Israël,
éternel exutoire des passions primaires
Tribune publiée le 3 septembre 2021 dans le journal
(Numéro daté du 4 septembre 2021, page 29)
En réponse aux multiples prises de position accusant Israël de pratiquer un « apartheid » vis-à-vis des Palestiniens, un groupe d’intellectuels, dont plusieurs spécialistes de ce conflit, souhaitent procéder à la mise au point suivante.
La situation actuelle au Proche-Orient ne résulte pas uniquement de dizaines d’années d’affrontement entre Israéliens et Palestiniens, elle se nourrit également de centaines d’années de persécutions des Juifs dans les pays arabes et en Europe. Ce conflit multiséculaire, extraordinairement complexe, aux racines à la fois historiques, religieuses, géopolitiques et diplomatiques, nourri par la corruption, l’ignorance mais aussi la haine et la radicalité, ne peut pas être réduit à la vision binaire d’un affrontement entre les « gentils Palestiniens » et les « méchants Israéliens », sinon par des propagandistes ou des ignorants.
Or c’est précisément à cette simplification outrancière que se livrent plusieurs organisations - nous pensons à certains rapports des Nations Unies -, des organes de presse, ainsi qu’un nombre significatif d’intellectuels et d’artistes, de figures politiques et médiatiques. Une tribune publiée le 6 juillet sur le site de l’Aurdip (Association des universitaires pour le respect du droit international des Palestiniens), appelant à "l'élimination" et à la "répression" du "crime d'apartheid en Palestine historique", témoigne d'une large mobilisation "antisioniste" au sein des milieux universitaires. Pour qualifier la politique d’Israël vis-à- vis des Palestiniens, cette tribune et d'autres appels usent du terme infamant d’« apartheid » associé à des expressions criminalisantes comme « nettoyage ethnique », « crimes de guerre » , voire « crimes contre l’humanité ».

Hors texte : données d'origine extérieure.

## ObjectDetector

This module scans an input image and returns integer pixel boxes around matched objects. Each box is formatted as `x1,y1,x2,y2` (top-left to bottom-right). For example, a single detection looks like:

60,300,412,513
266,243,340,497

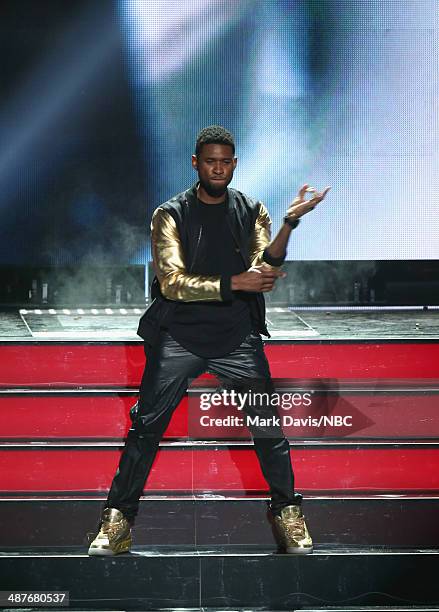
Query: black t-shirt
169,200,251,358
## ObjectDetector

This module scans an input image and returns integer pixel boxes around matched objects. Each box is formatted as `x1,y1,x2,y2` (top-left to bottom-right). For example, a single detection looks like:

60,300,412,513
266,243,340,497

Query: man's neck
197,185,226,204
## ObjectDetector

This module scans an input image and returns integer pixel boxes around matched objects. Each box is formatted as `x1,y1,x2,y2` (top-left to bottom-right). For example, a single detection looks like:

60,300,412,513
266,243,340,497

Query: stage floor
0,306,439,342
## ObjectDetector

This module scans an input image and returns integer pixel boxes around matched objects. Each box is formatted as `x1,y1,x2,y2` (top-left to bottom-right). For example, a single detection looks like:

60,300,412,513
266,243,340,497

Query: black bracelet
284,217,300,229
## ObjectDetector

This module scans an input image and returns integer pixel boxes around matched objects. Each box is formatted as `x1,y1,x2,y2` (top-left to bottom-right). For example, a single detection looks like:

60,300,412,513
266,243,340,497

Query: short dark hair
195,125,235,157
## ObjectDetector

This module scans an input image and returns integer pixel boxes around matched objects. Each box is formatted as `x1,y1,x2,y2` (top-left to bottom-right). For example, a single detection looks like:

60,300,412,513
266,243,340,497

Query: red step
0,341,439,388
0,388,439,440
0,445,439,494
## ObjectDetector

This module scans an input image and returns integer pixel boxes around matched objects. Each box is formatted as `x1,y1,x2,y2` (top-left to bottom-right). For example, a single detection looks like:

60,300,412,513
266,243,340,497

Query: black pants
107,330,302,522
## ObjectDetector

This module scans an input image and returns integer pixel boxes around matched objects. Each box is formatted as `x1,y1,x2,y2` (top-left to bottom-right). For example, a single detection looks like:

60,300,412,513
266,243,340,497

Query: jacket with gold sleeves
137,184,285,344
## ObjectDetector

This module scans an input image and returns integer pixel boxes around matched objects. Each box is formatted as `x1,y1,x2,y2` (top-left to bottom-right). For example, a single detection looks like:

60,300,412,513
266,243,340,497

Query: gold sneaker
274,505,313,554
88,508,131,556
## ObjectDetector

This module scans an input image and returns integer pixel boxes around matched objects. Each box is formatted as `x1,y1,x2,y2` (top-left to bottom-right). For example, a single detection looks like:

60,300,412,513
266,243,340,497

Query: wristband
284,217,300,229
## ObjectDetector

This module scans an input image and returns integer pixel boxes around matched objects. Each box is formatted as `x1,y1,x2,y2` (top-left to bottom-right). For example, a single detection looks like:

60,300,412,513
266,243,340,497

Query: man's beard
198,177,232,198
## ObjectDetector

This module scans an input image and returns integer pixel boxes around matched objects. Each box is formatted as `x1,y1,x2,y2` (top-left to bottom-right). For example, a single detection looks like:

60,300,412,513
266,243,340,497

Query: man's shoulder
229,187,261,208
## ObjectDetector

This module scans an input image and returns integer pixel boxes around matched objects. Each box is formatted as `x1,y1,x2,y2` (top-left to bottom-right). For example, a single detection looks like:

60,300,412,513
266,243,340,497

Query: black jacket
137,185,285,344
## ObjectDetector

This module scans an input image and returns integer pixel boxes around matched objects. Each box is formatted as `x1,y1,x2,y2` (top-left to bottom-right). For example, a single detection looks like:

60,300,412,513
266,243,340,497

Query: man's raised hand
231,264,286,293
286,184,331,221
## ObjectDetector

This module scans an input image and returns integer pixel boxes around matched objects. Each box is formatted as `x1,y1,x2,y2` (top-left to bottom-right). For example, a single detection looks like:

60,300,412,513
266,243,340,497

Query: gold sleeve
151,208,222,302
249,202,271,266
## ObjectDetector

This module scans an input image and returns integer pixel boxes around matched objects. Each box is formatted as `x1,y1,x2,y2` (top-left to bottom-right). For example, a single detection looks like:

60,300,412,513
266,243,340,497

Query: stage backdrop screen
0,0,439,264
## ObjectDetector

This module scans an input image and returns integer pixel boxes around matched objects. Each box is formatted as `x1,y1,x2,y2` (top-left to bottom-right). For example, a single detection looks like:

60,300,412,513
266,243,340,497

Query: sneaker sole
285,546,313,555
88,539,131,557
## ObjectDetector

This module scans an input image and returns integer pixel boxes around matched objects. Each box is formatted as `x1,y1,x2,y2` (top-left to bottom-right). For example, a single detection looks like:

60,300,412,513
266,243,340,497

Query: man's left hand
286,185,331,221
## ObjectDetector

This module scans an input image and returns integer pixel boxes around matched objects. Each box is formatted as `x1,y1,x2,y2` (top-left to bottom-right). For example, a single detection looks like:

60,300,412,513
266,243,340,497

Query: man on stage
89,126,329,555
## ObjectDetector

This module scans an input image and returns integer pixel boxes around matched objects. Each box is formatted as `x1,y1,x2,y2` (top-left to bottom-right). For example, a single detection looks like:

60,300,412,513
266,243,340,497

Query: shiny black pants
107,330,301,522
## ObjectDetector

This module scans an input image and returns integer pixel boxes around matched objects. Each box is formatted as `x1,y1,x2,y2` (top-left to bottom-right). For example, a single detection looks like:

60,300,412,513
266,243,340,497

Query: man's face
192,144,237,198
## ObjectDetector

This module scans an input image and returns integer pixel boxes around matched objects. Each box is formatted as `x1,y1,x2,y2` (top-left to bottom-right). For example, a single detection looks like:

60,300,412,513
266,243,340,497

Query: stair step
0,545,439,610
0,380,439,440
0,441,439,494
0,493,439,551
0,339,439,388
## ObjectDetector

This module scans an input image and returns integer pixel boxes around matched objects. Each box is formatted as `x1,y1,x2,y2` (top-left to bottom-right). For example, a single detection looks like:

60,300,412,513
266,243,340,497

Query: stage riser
0,549,439,610
0,340,439,388
0,444,439,495
0,388,439,440
0,497,439,551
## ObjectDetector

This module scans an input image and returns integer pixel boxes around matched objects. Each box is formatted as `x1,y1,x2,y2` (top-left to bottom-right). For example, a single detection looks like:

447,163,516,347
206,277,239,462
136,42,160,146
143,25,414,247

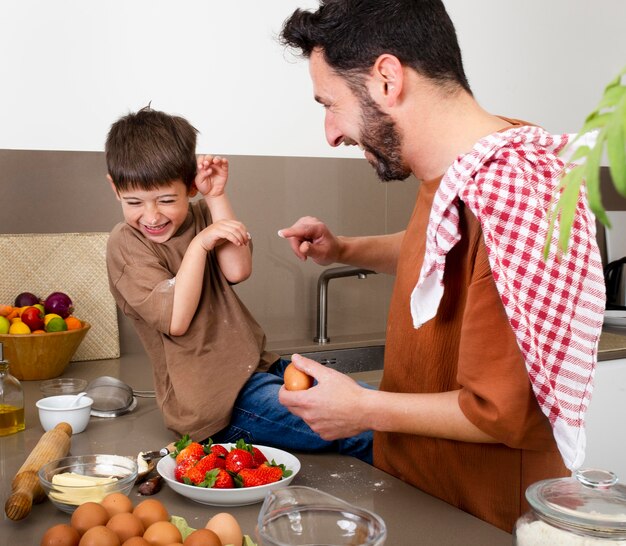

La cruauté, l’inhumanité, la violence paroxystique et le racisme abject que suggèrent ces accusations à forte valeur émotive sont utilisés à dessein pour faire réagir une population occidentale particulièrement sensible aux violations des droits de l’homme et l’amener à voir en Israël un Etat criminel contre lequel tout humaniste qui se respecte aurait le devoir de se révolter.
Les nombreux zélateurs de ce victimisme de combat se présentent la plupart du temps comme des « experts » alors qu’ils agissent là en tant que militants. Leur croisade est d’autant plus efficace que le sujet est compliqué et fondamentalement très mal connu ; en même temps, il est si omniprésent dans les médias que tous ceux qui s’intéressent un tant soit peu à l’actualité internationale se sentent obligés de prendre position.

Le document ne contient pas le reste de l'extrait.